Adam West, who donned a cape, cowl and tights to become an overnight sensation in 1966 as the star of the campy “Batman” TV series, has died, according to a family statement. He was 88.
West, who later lamented being typecast as the iconic Caped Crusader but eventually embraced having been part of American pop culture, died Friday in Los Angeles after a short battle with leukemia, according to multiple reports.
A former Warner Bros. contract player, West was appearing in TV commercials in the mid-1960s to help pay the rent. But several commercials he did for Nestle’s Quik chocolate powder — parodies of the popular James Bond movies in which West played a dry-witted character called Captain Q — had an unexpected outcome.
They caught the attention of 20th Century Fox TV producer William Dozier, who was looking for someone to star as Gotham City millionaire Bruce Wayne and his crime-fighting alter-ego, Batman, in a farcical new series for ABC.
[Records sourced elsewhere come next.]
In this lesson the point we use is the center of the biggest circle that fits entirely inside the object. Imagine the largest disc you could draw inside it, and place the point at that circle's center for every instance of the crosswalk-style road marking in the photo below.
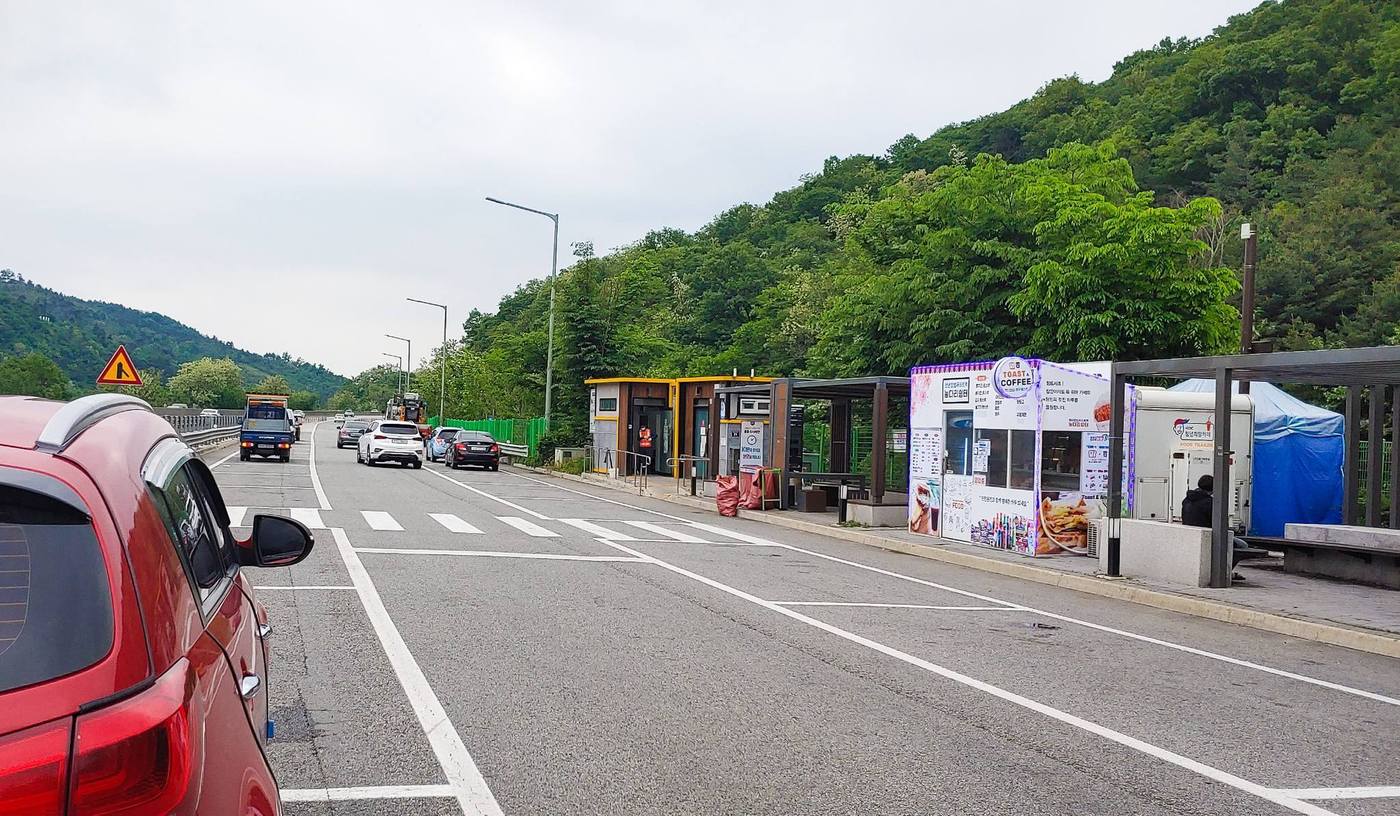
(667, 532)
(597, 529)
(528, 528)
(380, 521)
(452, 522)
(310, 517)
Based on the DC character created by artist Bob Kane and writer Bill Finger in 1939, “Batman” debuted in January 1966 as a twice-weekly half-hour program — 7:30 p.m. Wednesdays and Thursdays, with the Wednesday episode ending on a cliffhanger.
West knew his life would never be the same the night the heavily promoted first episode aired.
“I stopped at the market on the way home,” he told Esquire magazine in 2004. “I thought, ‘Tonight, I just want to be alone. I’ll stop, get a steak and a six pack, whatever, then go home and watch the debut of the show.’
“As I walked through the checkout line, I heard people saying, ‘C’mon, c’mon, hurry up. “Batman” is coming on!’ And I said to myself, ‘Goodbye, anonymity.’ ”
The tongue-in-cheek series roared into public consciousness like the Batmobile out of the Batcave.
With West as the strait-laced crime fighter who spoke with what has been described as ironic earnestness and Burt Ward as his youthfully exuberant sidekick, Robin, “Batman” was a pop culture phenomenon in a decade that was full of them.
“This whole thing is an insane, mad fantasy world,” West said of the show in a Chicago Daily News interview shortly before its debut. “And my goal is to become American’s biggest put-on.”